Once the contests begin, they will move into scouting mode, watching the games from the seats, focusing on the opposing clubs. They will also travel with their teams on the road, making this a full-time in-season assignment.
"On the player development side, it is a continuation of the support that ownership continues to give us," said Cardinals director of player development Gary LaRocque. "This is one of the new systems we wanted to put in place."
The organization clearly sees this as an opportunity to build its replacement candidates from within.
"With this combination, by the end of the year, it allows them to get a very broad cross-section of what it is all about – both coaching and scouting," LaRocque notes.
In future years, these individuals could be ready to compete for traditional coaching or scouting assignments in the system. When deciding their next jobs, the organization will know a lot more about their candidates.
"We hope as openings are occurring, we have this in-house mentoring situation where we have trained the next wave of coaches slash scouts," the farm director said. "It allows us to see where their skill sets are really strongest."
The new employees and their assignments.
Memphis - Greg Byron
Springfield - Patrick Elkins
Palm Beach - Ricky Meinhold
Peoria - Steve Moritz
The four will be receiving a quick, but intense indoctrination upon their arrival in Jupiter on March 1. The highlight will be a week's worth of scout training, with classroom sessions taught by front office personnel held each afternoon following the morning workouts. The Jupiter games will serve as a live workshop for the new scouts to quickly apply and reinforce their classroom learning.
Let's meet each of the four.
Prior to joining the Hawkeyes, the 28-year-old helped guide Central Arkansas to the NCAA Regionals as volunteer assistant/pitching coach. Byron also served as associate head coach/pitching coordinator for the Ontario Blue Jays from 2008-12, where he worked with Cardinals bullpen catcher Jamie Pogue, and was a graduate assistant at NAIA Bethany (Kan.) College in 2008-09.
Byron has a head start for his new assignment after attending Scout School sponsored by the Toronto Blue Jays in 2011, threw batting practice for the MLB Pre-Draft Camp at the Rogers Centre in 2010 and assisted in gathering information for the Blue Jays' draft eligibles in 2009-10.
After pitching in college for Kansas Wesleyan and Bethany, Byron played professional baseball with the Lake Erie Crushers (2009), Quebec Les Capitales and Washington Wild Things (2010) and New York Federals (2011).
Selected by the Cardinals in the 37th round of the 2010 First-Year Player Draft from Belmont University in North Carolina, Elkins competed in the system for three seasons until his release in the fall of 2012. The 26-year-old progressed as far as A-Advanced Palm Beach.
In a way, Elkins' history to date parallels that of State College manager Oliver Marmol, like Elkins a former middle infielder. "As a player, he was a real student of the game – a coach on the field type," noted LaRocque. In his new role at Springfield, Elkins will be interning with his 2010 manager at Johnson City, Mike Shildt.

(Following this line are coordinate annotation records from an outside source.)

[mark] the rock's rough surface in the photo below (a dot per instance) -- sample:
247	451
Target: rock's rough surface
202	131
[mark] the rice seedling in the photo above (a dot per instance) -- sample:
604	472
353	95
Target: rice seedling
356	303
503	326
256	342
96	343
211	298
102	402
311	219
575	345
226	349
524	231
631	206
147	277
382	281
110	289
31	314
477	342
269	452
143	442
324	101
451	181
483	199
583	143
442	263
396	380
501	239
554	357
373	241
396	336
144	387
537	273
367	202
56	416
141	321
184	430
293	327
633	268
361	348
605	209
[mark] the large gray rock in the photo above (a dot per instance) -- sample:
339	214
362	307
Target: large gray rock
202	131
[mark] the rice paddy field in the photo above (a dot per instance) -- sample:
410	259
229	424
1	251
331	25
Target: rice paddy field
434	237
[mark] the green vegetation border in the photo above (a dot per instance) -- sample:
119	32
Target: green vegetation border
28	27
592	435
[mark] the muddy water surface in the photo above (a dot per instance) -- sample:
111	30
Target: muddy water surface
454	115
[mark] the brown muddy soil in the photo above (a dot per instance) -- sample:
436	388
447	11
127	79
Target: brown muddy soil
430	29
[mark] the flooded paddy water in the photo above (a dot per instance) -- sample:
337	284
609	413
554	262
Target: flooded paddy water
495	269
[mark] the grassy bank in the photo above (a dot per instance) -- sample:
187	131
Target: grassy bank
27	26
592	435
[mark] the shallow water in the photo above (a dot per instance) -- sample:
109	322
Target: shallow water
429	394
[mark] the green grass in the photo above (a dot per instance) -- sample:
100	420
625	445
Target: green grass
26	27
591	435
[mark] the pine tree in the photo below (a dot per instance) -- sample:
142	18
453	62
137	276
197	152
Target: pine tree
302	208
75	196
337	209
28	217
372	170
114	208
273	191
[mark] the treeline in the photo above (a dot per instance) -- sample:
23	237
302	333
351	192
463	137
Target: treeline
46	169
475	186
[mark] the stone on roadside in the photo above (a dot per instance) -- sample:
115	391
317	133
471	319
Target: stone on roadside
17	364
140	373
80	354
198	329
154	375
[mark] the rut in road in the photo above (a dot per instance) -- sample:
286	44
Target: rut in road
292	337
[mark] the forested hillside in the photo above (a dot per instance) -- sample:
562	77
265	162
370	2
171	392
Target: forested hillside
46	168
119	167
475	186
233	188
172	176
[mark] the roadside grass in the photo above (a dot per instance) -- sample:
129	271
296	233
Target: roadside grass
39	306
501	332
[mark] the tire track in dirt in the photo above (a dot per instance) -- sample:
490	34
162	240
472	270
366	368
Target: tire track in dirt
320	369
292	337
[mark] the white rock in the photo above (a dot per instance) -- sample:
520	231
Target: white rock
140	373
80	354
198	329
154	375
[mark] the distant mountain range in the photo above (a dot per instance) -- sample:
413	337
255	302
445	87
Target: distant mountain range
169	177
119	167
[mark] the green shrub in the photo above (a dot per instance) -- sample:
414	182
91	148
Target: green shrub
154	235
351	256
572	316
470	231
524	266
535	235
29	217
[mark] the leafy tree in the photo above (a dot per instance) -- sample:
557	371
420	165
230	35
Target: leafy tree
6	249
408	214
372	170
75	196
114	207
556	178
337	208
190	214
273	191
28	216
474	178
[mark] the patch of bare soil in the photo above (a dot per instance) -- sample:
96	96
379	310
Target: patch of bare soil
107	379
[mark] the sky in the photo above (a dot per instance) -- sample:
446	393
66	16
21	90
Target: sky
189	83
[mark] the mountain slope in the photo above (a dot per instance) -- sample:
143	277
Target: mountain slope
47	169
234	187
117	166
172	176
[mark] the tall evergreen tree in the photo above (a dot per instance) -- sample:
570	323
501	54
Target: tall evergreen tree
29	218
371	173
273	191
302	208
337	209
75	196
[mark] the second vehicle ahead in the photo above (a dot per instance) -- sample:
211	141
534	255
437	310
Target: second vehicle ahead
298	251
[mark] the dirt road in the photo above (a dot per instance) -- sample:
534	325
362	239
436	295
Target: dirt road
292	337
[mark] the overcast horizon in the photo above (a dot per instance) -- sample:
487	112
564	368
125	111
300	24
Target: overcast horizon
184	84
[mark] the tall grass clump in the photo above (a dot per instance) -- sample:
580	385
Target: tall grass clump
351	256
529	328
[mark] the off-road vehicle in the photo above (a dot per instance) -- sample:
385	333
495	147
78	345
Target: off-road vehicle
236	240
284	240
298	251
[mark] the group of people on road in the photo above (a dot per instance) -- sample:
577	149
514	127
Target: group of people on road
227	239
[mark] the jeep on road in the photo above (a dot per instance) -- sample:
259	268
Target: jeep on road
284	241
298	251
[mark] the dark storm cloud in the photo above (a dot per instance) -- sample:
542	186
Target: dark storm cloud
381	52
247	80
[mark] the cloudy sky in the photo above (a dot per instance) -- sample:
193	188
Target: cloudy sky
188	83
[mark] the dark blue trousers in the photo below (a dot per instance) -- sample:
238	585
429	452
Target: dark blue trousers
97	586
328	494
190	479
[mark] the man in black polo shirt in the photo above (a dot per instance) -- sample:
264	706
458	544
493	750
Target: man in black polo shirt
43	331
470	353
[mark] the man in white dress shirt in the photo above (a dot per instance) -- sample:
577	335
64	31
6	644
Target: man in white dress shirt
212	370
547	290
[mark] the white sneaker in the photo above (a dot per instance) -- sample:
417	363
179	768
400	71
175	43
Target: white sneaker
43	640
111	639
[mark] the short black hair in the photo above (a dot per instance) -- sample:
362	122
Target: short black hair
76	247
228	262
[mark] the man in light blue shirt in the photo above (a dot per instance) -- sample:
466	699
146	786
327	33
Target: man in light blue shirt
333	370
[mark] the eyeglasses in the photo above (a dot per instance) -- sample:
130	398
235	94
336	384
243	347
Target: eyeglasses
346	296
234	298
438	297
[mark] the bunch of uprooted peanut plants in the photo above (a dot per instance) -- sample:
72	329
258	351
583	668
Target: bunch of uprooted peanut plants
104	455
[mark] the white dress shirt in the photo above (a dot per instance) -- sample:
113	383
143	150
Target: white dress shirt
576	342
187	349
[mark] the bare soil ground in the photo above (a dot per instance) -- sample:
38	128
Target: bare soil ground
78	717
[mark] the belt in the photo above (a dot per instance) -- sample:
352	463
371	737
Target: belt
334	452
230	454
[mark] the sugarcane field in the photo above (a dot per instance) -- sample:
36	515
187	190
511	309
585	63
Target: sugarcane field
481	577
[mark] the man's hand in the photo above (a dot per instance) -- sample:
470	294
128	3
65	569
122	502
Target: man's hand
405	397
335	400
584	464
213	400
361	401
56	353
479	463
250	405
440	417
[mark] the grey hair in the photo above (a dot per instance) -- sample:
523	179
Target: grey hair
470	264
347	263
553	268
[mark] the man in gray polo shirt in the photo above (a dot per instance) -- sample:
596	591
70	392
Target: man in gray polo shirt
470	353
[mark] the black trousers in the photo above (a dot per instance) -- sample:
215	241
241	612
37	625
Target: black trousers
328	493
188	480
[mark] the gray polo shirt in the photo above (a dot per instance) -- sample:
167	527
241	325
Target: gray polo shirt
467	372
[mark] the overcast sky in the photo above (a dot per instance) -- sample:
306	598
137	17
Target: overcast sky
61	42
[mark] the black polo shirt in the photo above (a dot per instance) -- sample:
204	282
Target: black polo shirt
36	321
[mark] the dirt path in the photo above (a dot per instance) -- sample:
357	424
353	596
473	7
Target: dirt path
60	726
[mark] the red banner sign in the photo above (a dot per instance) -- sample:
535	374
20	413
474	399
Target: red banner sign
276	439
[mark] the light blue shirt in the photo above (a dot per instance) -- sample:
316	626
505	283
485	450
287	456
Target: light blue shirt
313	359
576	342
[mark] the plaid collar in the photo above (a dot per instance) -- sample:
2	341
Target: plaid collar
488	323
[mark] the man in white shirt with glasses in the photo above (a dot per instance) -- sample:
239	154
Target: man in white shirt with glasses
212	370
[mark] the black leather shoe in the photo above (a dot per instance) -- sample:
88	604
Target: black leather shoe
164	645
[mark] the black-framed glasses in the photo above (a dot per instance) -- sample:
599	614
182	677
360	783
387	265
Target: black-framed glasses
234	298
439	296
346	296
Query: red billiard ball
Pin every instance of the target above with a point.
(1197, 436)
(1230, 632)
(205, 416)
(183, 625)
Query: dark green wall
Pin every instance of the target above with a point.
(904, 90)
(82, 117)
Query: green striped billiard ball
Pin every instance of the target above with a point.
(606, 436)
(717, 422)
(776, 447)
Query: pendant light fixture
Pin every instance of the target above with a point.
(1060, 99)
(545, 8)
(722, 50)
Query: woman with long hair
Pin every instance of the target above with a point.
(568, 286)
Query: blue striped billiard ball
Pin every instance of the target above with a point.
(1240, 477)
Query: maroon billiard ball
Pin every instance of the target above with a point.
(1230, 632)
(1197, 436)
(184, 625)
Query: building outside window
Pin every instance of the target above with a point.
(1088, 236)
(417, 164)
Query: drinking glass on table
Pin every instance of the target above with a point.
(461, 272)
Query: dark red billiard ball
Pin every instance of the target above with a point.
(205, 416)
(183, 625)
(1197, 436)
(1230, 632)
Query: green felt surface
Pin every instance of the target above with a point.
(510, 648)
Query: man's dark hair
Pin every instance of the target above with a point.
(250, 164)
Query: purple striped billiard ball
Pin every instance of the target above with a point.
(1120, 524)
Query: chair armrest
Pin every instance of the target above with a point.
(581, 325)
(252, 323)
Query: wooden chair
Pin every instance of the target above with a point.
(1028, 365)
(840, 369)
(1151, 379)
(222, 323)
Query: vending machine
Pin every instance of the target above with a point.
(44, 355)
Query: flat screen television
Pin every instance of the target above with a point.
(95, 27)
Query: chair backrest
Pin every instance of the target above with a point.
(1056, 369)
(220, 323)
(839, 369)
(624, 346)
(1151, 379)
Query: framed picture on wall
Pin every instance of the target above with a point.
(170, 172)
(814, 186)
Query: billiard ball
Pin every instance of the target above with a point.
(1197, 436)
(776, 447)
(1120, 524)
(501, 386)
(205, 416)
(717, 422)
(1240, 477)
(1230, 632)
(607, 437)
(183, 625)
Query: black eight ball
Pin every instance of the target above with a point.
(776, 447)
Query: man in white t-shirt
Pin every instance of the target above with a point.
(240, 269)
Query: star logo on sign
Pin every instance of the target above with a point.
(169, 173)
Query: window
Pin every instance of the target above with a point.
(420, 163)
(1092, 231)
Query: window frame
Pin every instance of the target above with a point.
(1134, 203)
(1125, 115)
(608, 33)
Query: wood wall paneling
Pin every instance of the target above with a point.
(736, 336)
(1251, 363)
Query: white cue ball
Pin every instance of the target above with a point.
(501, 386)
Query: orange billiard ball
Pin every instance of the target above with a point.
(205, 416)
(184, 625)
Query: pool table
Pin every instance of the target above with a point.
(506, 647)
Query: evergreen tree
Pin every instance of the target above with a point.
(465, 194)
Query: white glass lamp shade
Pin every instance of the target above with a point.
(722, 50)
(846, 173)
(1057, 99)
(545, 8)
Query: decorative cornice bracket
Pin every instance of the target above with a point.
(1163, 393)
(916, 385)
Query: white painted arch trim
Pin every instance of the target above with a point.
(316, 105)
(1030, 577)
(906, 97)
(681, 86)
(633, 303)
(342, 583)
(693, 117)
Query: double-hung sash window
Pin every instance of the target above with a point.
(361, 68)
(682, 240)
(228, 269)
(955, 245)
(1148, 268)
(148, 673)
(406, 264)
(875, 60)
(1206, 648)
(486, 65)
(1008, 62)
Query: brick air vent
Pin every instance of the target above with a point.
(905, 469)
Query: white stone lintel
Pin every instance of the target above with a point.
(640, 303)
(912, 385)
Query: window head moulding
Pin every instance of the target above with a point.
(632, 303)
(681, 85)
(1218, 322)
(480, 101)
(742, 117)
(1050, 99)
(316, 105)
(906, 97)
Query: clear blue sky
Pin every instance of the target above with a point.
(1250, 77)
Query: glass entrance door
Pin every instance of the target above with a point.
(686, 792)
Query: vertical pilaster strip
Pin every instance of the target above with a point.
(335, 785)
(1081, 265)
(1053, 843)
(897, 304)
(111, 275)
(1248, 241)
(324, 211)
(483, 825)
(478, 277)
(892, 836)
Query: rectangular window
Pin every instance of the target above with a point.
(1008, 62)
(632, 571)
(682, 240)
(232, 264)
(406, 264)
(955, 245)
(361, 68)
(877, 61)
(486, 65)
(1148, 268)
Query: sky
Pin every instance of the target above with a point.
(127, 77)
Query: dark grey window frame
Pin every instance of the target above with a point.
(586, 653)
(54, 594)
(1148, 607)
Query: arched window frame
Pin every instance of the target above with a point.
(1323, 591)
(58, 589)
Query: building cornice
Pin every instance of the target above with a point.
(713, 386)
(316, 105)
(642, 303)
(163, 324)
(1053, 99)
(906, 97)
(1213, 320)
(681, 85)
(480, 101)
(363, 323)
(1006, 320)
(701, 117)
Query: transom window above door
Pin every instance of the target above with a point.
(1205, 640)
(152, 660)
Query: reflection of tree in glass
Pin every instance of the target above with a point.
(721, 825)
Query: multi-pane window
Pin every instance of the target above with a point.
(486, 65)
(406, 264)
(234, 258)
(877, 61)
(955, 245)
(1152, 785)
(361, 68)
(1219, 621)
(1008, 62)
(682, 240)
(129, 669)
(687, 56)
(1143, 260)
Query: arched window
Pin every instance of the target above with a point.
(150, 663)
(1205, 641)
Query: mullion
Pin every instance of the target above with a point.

One of Meinhold's pupils during the second of his two seasons at Coker and previously at Lindenwood University in St. Louis was Zach Loraine, the Cards' 21st-round pick in the 2013 draft. The former catcher earned The Cardinal Nation's nod as the Rookie Reliever of the Year for his work at Johnson City last summer. Interestingly, the scout who signed Loraine told Meinhold of the opening.
At Coker, Meinhold also served as recruiting coordinator and assistant athletic director. He and Loraine helped the program reach the 2013 Division II World Series. Prior to joining Lindenwood, Meinhold opened his coaching career as pitching coach at his alma mater, Drury University, in 2010.
Loraine is not going to be ready for Palm Beach out of the gates in 2014, but there is no reason to believe he and Meinhold will not be united for a third time in the not-too-distant future.
In 2011 and 2012, Moritz was an assistant at Georgia College and State University, coaching first base, assisting with recruiting and working with the catchers. In summer ball, he was hitting coach of the Edenton Steamers of the summer Coastal Plains League in 2011 and moved up to head coach in 2012.
Moritz was pitching coach and recruiting coordinator for Darton State (Ga.) for the 2009-2010 season. The Overland Park, Kansas native was hitting coach, strength and conditioning coach and assistant recruiting coordinator at Middle Georgia College from 2006-2009. He is a 2005 graduate of Kansas State University.